As a Doctoral Network funded by Marie Skłodowska-Curie Actions (MSCA-DN), FairCFD will offer to you a rich and engaging training experience, including

  • Four one-week training events; (i) an induction week devoted to team-building, open-science practices and sustainability issues, (ii) an Essential Skills Accelerator event combining aiming to to equip DCs with essential technical and transferable skills, (iii) a Hackathon event where DCs will collaborate in teams to solve complex physics problem and compare various simulation strategies in terms of precision and sobriety, and (iv) a Career and Leadership Development Forum Aiming to equip DCs with transferable skills essential for their future careers.
  • Five On-line courses combining technical training to state-of-the art simulation methods ranging from physics-based approaches to data-driven ones, exposition to industrial applications, along with Social, ethical and environmental aspects of decision-making in modelling practices.
  • Involvement in the organisation of scientific events, including a mini-symposium as part of a large-audience scientific conference, a scientific symposium allowing to share the output in terms of new methods, innovation, and applications to industrial processes, and a Societal colloquium to deliver the outputs of the multidisciplinary tasks of the network.
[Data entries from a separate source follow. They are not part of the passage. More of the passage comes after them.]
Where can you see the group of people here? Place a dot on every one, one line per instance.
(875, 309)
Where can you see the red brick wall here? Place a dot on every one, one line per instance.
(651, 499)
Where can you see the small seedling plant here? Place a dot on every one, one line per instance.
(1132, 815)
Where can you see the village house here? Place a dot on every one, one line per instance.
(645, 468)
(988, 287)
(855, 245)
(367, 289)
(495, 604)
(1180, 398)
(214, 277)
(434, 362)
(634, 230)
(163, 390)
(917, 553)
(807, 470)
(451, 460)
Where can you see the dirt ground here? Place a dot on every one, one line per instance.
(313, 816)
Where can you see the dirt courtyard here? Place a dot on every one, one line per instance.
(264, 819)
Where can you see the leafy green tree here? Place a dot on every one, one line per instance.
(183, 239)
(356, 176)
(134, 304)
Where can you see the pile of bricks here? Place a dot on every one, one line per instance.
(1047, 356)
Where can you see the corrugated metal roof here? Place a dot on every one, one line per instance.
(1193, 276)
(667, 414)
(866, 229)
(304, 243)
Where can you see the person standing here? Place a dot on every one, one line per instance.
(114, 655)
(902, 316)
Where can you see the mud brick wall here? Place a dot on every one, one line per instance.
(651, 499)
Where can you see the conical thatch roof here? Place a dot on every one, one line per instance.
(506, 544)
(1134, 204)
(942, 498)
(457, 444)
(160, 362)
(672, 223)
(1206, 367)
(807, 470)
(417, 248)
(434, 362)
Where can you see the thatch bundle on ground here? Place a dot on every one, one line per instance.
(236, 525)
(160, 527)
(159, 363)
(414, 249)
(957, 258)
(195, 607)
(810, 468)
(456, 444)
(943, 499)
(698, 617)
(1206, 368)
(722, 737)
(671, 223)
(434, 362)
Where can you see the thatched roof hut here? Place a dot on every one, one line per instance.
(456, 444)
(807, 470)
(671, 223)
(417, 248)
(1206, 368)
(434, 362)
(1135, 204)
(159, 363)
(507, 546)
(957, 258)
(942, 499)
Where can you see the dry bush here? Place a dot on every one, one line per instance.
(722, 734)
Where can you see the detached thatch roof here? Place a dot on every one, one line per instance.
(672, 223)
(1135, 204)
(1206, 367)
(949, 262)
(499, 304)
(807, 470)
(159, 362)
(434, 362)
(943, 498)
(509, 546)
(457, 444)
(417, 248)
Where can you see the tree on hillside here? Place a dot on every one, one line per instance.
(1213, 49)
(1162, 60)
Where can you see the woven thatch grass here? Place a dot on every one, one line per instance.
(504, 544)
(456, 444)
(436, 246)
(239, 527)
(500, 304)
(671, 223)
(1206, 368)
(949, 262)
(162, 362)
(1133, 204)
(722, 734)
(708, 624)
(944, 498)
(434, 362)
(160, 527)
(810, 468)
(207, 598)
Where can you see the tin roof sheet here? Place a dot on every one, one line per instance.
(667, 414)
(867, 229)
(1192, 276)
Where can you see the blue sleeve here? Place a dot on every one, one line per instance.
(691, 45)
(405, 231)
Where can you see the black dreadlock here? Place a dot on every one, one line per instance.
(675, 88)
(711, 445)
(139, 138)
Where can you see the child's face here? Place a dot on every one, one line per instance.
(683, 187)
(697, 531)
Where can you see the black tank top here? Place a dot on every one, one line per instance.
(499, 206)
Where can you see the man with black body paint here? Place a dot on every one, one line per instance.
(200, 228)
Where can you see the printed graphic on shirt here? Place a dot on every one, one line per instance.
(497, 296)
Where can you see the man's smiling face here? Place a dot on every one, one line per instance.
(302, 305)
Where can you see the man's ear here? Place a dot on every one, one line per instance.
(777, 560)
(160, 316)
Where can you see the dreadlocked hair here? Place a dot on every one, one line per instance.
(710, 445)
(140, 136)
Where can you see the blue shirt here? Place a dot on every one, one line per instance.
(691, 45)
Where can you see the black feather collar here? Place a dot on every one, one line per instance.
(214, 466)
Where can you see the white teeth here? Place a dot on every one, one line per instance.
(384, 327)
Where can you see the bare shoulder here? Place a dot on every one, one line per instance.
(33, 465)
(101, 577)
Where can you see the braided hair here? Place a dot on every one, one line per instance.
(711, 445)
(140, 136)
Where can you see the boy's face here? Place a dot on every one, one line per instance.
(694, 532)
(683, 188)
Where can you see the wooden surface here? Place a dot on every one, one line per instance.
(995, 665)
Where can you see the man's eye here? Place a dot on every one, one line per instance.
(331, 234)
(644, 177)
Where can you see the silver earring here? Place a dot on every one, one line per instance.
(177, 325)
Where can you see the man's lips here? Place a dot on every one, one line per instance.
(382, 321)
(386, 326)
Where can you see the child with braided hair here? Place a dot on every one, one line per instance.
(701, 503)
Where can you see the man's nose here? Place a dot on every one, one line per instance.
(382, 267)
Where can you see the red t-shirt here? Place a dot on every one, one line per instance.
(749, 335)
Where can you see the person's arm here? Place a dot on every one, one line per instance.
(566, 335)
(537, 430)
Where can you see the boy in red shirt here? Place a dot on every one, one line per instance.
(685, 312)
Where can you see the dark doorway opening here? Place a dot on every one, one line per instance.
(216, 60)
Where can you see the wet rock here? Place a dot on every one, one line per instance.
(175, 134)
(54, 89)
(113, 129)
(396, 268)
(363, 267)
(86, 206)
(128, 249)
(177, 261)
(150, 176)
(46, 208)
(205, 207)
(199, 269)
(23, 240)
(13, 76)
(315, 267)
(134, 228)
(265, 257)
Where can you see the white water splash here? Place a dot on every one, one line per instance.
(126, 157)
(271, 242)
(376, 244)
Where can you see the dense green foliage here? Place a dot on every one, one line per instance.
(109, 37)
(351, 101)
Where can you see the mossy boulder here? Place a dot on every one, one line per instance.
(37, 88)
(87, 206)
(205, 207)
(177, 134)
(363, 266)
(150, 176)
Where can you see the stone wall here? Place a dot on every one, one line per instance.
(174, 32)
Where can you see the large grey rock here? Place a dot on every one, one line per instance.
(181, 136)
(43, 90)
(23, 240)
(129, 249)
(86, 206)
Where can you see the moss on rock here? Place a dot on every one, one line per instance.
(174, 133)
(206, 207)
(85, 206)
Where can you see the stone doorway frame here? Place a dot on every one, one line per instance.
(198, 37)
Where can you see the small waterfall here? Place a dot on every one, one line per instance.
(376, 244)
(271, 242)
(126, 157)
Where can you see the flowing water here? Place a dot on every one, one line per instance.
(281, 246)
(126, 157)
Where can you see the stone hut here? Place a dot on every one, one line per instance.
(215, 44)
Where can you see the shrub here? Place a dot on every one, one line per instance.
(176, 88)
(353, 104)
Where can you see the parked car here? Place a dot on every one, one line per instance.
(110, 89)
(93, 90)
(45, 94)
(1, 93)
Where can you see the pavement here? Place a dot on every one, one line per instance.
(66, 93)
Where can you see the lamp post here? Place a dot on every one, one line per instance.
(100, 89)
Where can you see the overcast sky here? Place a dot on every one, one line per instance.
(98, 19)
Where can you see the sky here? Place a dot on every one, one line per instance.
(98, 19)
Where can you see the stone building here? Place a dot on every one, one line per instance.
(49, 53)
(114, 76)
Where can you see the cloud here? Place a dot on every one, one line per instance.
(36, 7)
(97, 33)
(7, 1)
This programme is designed to support your growth as a researcher, innovator, and engaged citizen, fully equipped to lead the next generation of responsible simulation science. See our website for more details (https://www.imft.fr/faircfd/project-presentation/)

Additional Informations

Skills/Qualifications

  • Master’s degree (or equivalent) in fluid mechanics, applied mathematics, scientific computing, or related fields.
  • Strong background in fluid mechanics, numerical methods, PDEs, and/or data-driven modeling.
  • Interest in interdisciplinary research and open science.

Benefits
The successful candidates will receive an attractive salary in accordance with the MSCA regulations for Doctoral Researchers. The exact (net) salary will be confirmed upon appointment and is dependent on local tax regulations and on the country correction factor (to allow for the difference in cost of living in different EU Member States). The salary includes a living allowance, a mobility allowance, and a family allowance (if applicable). The guaranteed PhD funding is for 36 months (i.e., EC funding, additional funding is possible, depending on the local Supervisor, and in accordance with the regular PhD time in the country of origin).

Eligibility criteria

According to the international mobility rules of the MSCA-DN program, the candidates must not have spent more than 12 months in the hosting country (France), during the 36 months preceding the starting of the PhD. Apart from this rule, worldwide applications are expected and encouraged.

Selection process

The application process will be officially opened in February 2026. Meanwhile, additional information on the position and the whole network can be obtained by contacting the supervisors along with the DN coordinating team. For this sake, please contact us by e-mail using simultaneously the three following addresses:

Additional comments

A start date will be negotiated with the successful candidate. Ideally start dates would be between March 2026 and June 2026, with a potential to extend the start date to October 2026.